Open rmunn opened 1 week ago

rmunn commented 1 week ago

Describe the bug I just got a new laptop and decided to be a naïve new developer for a minute. I installed VS Code (and Visual Studio), installed Git for Windows (I wasn't a completely naïve new dev), and read the README file. I then installed Docker Desktop, Skaffold, and Task as recommended. All went well at first, but then I hit the following snags.

When I ran "task setup" for the first time, Windows wouldn't let me run the Powershell script to download sena-3.zip and elawa.zip: default execution policy (Restricted) forbids running .ps1 scripts. I had to read and understand the error message taking me to the Microsoft documentation, and understand that I had to run Set-ExecutionPolicy to set the execution policy to RemoteSigned. Then I was able to run task setup and then task up. (This is where I briefly stopped pretending to be a naïve dev, and skimmed through the documentation looking for the exact syntax since I already understood the concepts. If I'd been a complete newbie, I would probably have taken 1-2 hours to understand what I needed to do here).

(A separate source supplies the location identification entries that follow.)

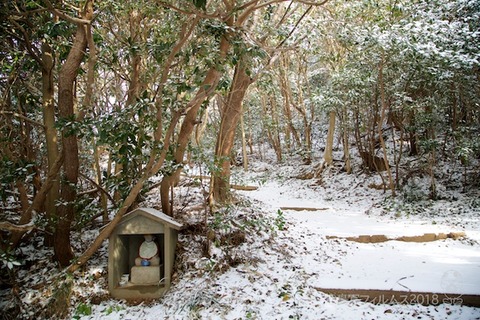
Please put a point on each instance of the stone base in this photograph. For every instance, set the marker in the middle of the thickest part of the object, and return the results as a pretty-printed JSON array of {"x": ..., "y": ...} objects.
[{"x": 148, "y": 275}]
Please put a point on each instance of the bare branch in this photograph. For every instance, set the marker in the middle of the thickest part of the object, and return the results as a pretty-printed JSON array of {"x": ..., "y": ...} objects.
[
  {"x": 65, "y": 16},
  {"x": 21, "y": 116}
]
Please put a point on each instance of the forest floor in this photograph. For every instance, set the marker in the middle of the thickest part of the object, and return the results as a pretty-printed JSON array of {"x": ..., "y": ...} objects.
[{"x": 280, "y": 247}]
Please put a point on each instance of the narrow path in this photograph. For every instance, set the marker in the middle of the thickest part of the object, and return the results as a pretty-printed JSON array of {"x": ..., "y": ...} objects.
[{"x": 445, "y": 266}]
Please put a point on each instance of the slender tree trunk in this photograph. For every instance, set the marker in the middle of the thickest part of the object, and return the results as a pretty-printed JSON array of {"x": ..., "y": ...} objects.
[
  {"x": 206, "y": 89},
  {"x": 50, "y": 137},
  {"x": 67, "y": 76},
  {"x": 328, "y": 154},
  {"x": 380, "y": 125},
  {"x": 226, "y": 137}
]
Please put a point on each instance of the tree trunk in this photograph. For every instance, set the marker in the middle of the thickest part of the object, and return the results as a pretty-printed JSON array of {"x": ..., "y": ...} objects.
[
  {"x": 206, "y": 89},
  {"x": 380, "y": 126},
  {"x": 50, "y": 137},
  {"x": 67, "y": 76},
  {"x": 226, "y": 137},
  {"x": 328, "y": 154}
]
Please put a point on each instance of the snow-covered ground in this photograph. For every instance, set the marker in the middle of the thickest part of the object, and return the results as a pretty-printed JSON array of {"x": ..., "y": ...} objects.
[{"x": 283, "y": 266}]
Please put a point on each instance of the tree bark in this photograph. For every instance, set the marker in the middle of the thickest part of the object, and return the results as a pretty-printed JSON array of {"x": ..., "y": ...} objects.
[
  {"x": 206, "y": 89},
  {"x": 328, "y": 154},
  {"x": 67, "y": 76},
  {"x": 50, "y": 137},
  {"x": 230, "y": 117}
]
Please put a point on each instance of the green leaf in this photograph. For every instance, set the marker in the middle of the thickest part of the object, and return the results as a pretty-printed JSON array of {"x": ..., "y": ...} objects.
[{"x": 200, "y": 4}]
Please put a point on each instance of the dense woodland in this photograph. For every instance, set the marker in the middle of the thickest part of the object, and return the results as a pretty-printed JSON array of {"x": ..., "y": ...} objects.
[{"x": 103, "y": 100}]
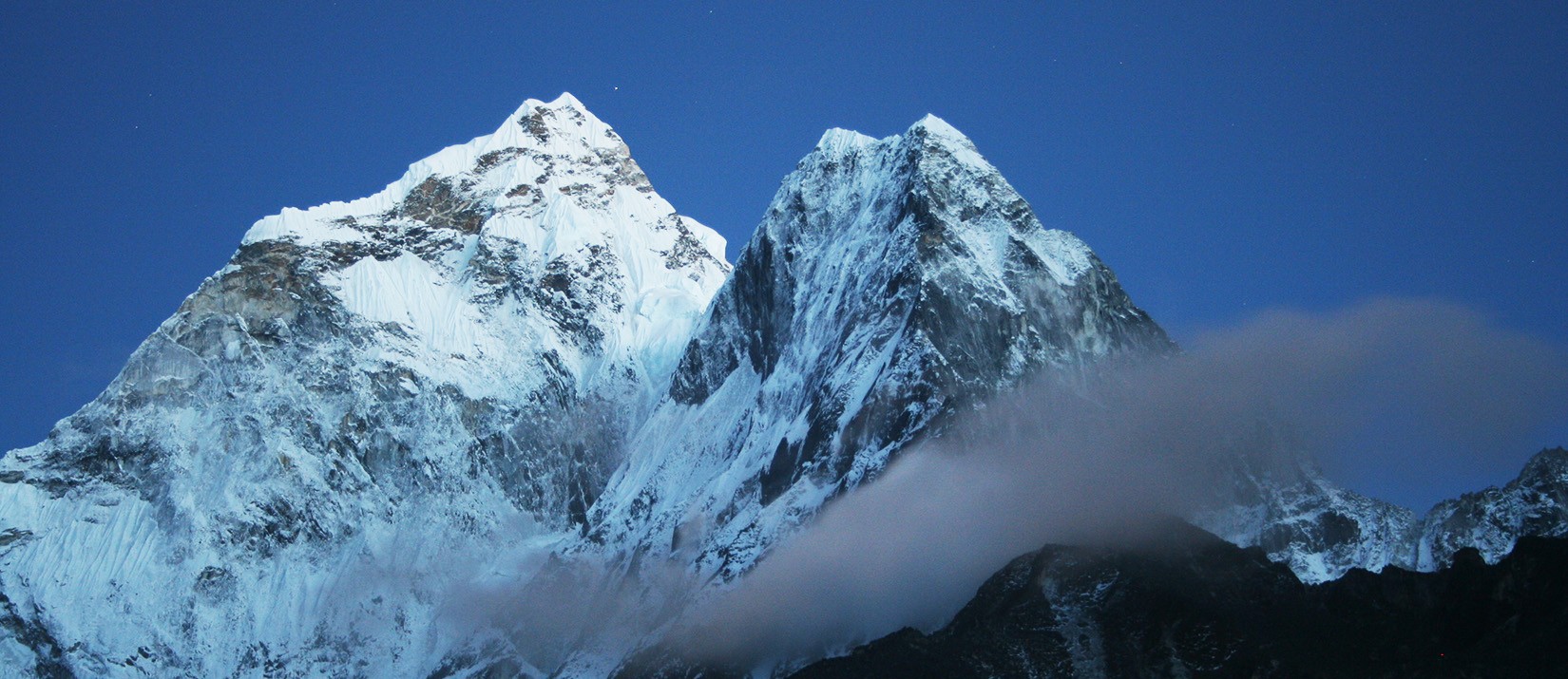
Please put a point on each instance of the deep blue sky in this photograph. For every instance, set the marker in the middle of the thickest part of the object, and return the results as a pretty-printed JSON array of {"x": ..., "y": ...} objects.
[{"x": 1222, "y": 159}]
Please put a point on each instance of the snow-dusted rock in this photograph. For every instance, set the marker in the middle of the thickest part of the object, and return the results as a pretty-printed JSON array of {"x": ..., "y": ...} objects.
[
  {"x": 891, "y": 284},
  {"x": 281, "y": 477}
]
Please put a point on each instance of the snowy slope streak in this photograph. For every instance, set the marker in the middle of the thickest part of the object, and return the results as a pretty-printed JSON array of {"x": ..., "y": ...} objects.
[
  {"x": 518, "y": 359},
  {"x": 281, "y": 474},
  {"x": 891, "y": 284}
]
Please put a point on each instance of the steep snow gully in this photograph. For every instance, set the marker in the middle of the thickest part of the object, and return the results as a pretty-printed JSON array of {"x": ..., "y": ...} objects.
[{"x": 383, "y": 436}]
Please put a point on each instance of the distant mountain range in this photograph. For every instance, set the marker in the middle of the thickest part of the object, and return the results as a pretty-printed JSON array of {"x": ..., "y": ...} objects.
[{"x": 390, "y": 433}]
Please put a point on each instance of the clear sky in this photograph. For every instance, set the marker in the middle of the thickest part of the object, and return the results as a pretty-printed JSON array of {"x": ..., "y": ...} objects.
[{"x": 1222, "y": 159}]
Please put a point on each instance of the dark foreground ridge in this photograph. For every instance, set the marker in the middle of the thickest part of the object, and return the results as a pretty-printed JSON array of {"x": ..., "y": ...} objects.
[{"x": 1189, "y": 604}]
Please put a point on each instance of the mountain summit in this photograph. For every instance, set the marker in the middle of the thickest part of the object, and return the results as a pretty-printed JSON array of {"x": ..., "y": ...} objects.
[
  {"x": 367, "y": 387},
  {"x": 513, "y": 413}
]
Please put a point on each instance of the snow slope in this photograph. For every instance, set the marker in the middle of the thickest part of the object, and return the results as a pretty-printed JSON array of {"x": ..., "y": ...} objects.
[
  {"x": 518, "y": 380},
  {"x": 281, "y": 477}
]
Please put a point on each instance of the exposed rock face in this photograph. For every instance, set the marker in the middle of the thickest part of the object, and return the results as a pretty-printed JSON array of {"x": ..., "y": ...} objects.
[
  {"x": 279, "y": 477},
  {"x": 519, "y": 359},
  {"x": 1491, "y": 521},
  {"x": 1302, "y": 519},
  {"x": 1187, "y": 604},
  {"x": 891, "y": 284}
]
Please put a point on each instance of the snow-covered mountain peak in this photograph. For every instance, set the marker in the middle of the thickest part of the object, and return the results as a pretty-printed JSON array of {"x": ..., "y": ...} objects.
[
  {"x": 841, "y": 141},
  {"x": 938, "y": 127}
]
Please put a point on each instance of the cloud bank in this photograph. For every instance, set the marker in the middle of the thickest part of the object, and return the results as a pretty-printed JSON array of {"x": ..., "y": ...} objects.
[{"x": 1088, "y": 462}]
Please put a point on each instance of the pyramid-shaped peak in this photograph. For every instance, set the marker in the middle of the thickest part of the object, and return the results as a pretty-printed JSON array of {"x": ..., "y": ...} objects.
[
  {"x": 562, "y": 120},
  {"x": 839, "y": 140}
]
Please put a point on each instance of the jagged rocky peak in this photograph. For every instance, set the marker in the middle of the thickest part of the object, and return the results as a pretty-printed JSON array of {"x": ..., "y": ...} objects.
[
  {"x": 1491, "y": 521},
  {"x": 889, "y": 284},
  {"x": 449, "y": 366}
]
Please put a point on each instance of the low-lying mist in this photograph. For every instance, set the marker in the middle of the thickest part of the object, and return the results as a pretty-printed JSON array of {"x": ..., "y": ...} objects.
[{"x": 1087, "y": 462}]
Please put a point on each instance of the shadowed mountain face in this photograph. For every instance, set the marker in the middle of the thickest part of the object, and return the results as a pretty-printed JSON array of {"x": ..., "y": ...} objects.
[
  {"x": 891, "y": 284},
  {"x": 358, "y": 447},
  {"x": 1189, "y": 604}
]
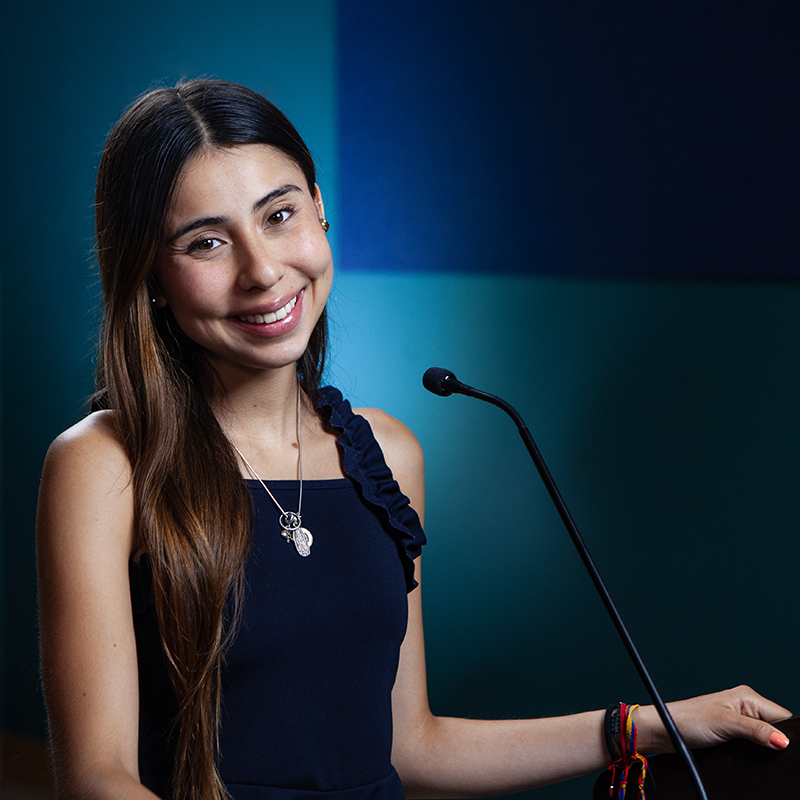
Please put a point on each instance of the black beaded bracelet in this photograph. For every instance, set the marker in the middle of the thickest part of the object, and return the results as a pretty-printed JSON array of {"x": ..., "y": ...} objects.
[{"x": 611, "y": 732}]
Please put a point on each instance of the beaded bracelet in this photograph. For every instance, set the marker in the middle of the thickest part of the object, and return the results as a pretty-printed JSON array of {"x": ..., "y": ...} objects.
[{"x": 626, "y": 766}]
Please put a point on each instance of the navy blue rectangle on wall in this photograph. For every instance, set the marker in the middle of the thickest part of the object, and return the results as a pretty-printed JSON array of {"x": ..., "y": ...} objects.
[{"x": 619, "y": 139}]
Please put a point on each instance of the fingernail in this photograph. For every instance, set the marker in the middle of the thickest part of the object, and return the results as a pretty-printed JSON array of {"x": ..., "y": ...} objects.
[{"x": 778, "y": 740}]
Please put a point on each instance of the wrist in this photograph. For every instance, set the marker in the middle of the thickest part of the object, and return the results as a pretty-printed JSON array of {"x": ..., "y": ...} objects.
[{"x": 653, "y": 736}]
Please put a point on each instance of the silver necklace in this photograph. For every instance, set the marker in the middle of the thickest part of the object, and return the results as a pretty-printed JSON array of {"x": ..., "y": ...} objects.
[{"x": 290, "y": 521}]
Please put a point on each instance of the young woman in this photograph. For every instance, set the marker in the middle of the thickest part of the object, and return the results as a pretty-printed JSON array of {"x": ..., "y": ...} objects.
[{"x": 228, "y": 554}]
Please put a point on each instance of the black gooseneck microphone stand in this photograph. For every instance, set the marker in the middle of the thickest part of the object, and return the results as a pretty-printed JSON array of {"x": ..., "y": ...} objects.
[{"x": 444, "y": 383}]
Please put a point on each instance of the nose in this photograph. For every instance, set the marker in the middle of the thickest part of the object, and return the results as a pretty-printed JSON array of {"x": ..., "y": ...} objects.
[{"x": 259, "y": 267}]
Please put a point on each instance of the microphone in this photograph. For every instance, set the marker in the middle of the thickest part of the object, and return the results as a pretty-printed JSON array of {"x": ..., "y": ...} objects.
[{"x": 444, "y": 383}]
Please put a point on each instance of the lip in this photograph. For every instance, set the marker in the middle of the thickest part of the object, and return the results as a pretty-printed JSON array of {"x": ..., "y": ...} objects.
[{"x": 271, "y": 329}]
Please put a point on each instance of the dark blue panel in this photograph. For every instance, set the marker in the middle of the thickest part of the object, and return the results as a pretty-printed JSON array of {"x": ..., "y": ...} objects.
[{"x": 622, "y": 139}]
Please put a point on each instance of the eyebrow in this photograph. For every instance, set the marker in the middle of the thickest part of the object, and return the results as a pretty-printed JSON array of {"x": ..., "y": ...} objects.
[{"x": 257, "y": 206}]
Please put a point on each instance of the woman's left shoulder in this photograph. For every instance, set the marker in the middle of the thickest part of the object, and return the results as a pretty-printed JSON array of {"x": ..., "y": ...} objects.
[{"x": 400, "y": 446}]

The first time I ran task up, it failed because I hadn't realized that the Skaffold file I downloaded was a standalone exe, not an installer. That was simple to solve, though.

When I browsed to localhost and signed in as admin, everything looked good... until I clicked on a project (sena-3). Then I got a bunch of error messages about Mongo connections not being able to be established, and I couldn't load the project. I had to clone the web-languageforge repo and get LF up and running before I could proceed with testing local Lexbox.

Finally, as a long-standing Linux dev I wanted to get my SSH private and public keys copied over to the new laptop so I could clone git@github.com:sillsdev/languageforge-lexbox, but in the character of a naïve dev I would probably not be as familiar with the Windows SSH subsystem as an experienced Linux dev would be.

Based on the mistakes I made while pretending I was a brand-new dev unfamiliar with the codebase, I suggest the following changes to our README:

Changes needed

That last one might be extracted to a different issue, as that will involve code changes, whereas the other points are just things to note in the README.

megahirt commented 1 week ago

I would suggest that cross-platform Git Credential manager is the recommended way to authenticate with git and that SSH keys auth is less desirable. I think our README should reflect that. GCM is easier, especially if you don't have SSH setup.

rmunn commented 5 days ago

I created #1092 to track that last bullet point. The rest, I will fix with a PR that updates the README.